Senior Citizens Have Right To Evict their Children From The Property
Sandeep Gulati & anothers vs. Divisional Commissioner, Department Of Revenue, Govt. Of NCT Of Delhi And Others, Delhi High Court 2020
FACTS OF THE CASE
This Petition was filed by the son and the grandson of the respondant against the order dated 20.02.2020 passed by the Appellate Tribunal under the provisions of the Delhi Maintenance and Welfare of Parents and Senior Citizens, Rules, 2009 ordering eviction of the petitioners from house.
The petitioners further submit that there is no proof of any ill-treatment of the respondent by the petitioners. Also that the respondent have taken out various proceedings including filing of civil suit as also filing of the criminal complaint against the petitioner, however, the same remained unsubstantiated and, in fact, Closure Reports have been filed in the complaints filed by the respondent.
Section 22(2) of the Maintenance and Welfare of Parents and Senior Citizens Act, 2007
Section 22(2) of the Maintenance and Welfare of Parents and Senior Citizens Act, 2007, states that the State Government shall prescribe a comprehensive action plan for providing protection of life and property of senior citizens.
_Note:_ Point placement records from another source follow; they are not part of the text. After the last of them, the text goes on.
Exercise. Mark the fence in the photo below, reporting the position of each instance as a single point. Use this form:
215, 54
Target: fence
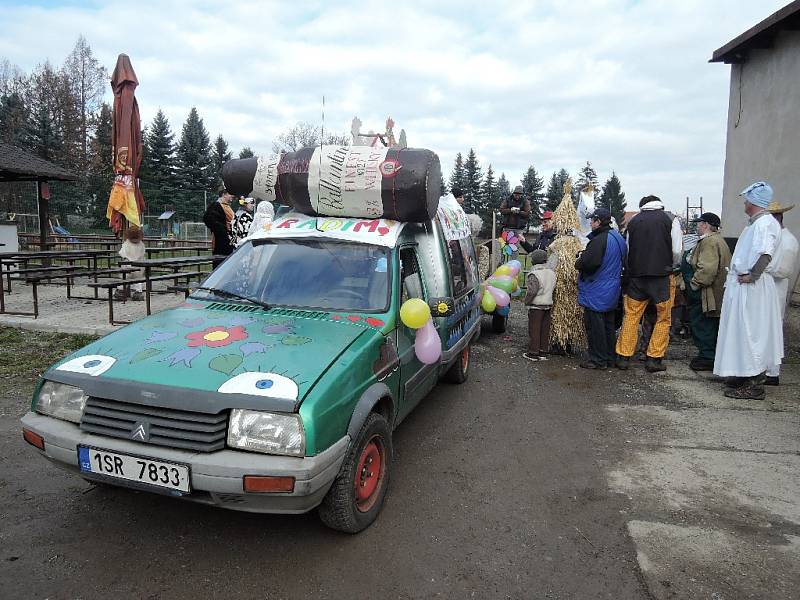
80, 207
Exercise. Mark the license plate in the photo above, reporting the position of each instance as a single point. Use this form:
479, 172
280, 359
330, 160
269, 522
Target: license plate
170, 476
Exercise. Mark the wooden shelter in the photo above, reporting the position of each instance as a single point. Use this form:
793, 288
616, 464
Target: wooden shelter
17, 164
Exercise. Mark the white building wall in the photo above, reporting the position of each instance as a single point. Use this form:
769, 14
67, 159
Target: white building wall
764, 131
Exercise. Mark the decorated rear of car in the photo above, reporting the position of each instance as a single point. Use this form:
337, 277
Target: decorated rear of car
275, 387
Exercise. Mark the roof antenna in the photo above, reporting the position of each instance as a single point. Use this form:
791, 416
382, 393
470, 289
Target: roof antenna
321, 144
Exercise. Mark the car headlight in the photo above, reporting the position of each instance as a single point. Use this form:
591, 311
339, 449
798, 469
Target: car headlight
270, 433
61, 401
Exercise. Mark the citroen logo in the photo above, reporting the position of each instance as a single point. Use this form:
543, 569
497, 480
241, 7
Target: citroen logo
140, 432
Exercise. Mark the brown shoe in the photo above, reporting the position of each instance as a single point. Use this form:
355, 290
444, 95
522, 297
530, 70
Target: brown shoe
747, 392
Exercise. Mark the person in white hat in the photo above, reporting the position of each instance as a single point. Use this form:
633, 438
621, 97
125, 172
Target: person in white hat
784, 268
751, 328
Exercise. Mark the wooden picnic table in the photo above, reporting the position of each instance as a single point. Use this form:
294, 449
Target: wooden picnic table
172, 263
89, 255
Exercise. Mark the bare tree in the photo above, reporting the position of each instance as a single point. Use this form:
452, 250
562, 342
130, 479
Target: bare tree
88, 81
304, 135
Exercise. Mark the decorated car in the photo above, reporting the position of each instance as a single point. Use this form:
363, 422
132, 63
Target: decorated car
276, 386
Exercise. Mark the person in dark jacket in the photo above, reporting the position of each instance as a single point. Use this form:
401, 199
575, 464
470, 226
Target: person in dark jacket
515, 210
546, 237
218, 221
654, 249
600, 267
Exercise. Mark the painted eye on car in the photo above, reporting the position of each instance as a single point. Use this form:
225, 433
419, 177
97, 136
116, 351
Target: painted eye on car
261, 384
94, 364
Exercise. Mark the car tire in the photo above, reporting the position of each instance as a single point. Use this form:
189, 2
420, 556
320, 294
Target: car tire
357, 494
499, 323
459, 370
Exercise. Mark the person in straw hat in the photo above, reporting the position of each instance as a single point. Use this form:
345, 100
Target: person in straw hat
784, 268
751, 330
Which simply means that the state government of the respective states will make the rules for the welfare of parents and senior citizens. These rules can differ from state to state.
REFERENCES MADE BY DELHI HC
Smt. Darshna v. Government of NCT of Delhi & Ors., has held that it is apparent from the plain language of Rule 22(3)(1)(i) of Delhi Maintenance and Welfare of Parents and Senior Citizens Rules, 2009 that a senior citizen is also entitled to evict his son, daughter or legal heir from his property irrespective of whether it is an ancestral or self-acquired property. It is also relevant to note that Delhi High Court said that Darshna has no right, title and interest in the premises and, therefore, cannot insist on residing with Dhani Ram and his wife especially when the relationships between the said parties have deteriorated to the extent as indicated above.”
This Judgment was further upheld division bench of Delhi High Court.
The Hon’ble Delhi High Court referred Punjab & Haryana High Court, Gurpreet Singh v. State of Punjab and Ors., has also held as under:
The Punjab Government as per Rule 22 of Maintenance and Welfare of Parents and Senior Citizens Act, 2007, have framed rules which gives a duty on the District Magistrate to ensure that the life and property of senior citizens are protected and they are able to live with a sense of security and dignity.
In Gurpreet Singh Case, the petitioner is a licensee living in the premises on the basis of concession given by his father to live in the property owned by him. A licence stands terminated the moment the licensor conveys a notice of termination of a licence. There is no vested right of any kind in the licensee to remain in possession of the property licensed. Admittedly, Respondent (father) was the owner of the property in question. The petitioner is living in part of the property. Such property owned by respondent mandated to be protected under the Maintenance and Welfare of Parents and Senior Citizens Act, 2007. Protection of the property of a senior citizen includes all incidences, rights and obligations in respect of property in question. The P&H High Court held that the petitioner hab=ve no right to resist eviction and court said that the eviction is one part of the right to protect the property of a senior citizen which right could be exercised by a senior citizen in terms of provisions of the statute, Rules framed and the Action Plan notified.
JUDGMENT BY DELHI HC
The Hon’ble Justice Navin Chawla while answering to the arguments made by the Petitioner related to Criminal Proceedings like criminal complaint etc said that “No parent is expected to initiate such proceedings against their own children only out of vengeance or from some mala fide intents”
Also, Hon’ble Justice Chawla while referring to the above two cases, that is, Smt. Darshna v. Government of NCT of Delhi & Ors. And Gurpreet Singh v. State of Punjab and Ors., said that the above judgments clearly show that a senior citizen has to only show that his property needs protection and need not necessarily have to show that he/she needs maintenance or has been ill-treated by the son or other legal heir. Also, if the nature of possession of the petitioner(s) being that of a licencee (as in gurpreet singh case) and there admittedly being a series of litigations between them.
Therefore, the order of eviction cannot be faulted and Petitioners are liable to be evicted from the property of the respondent.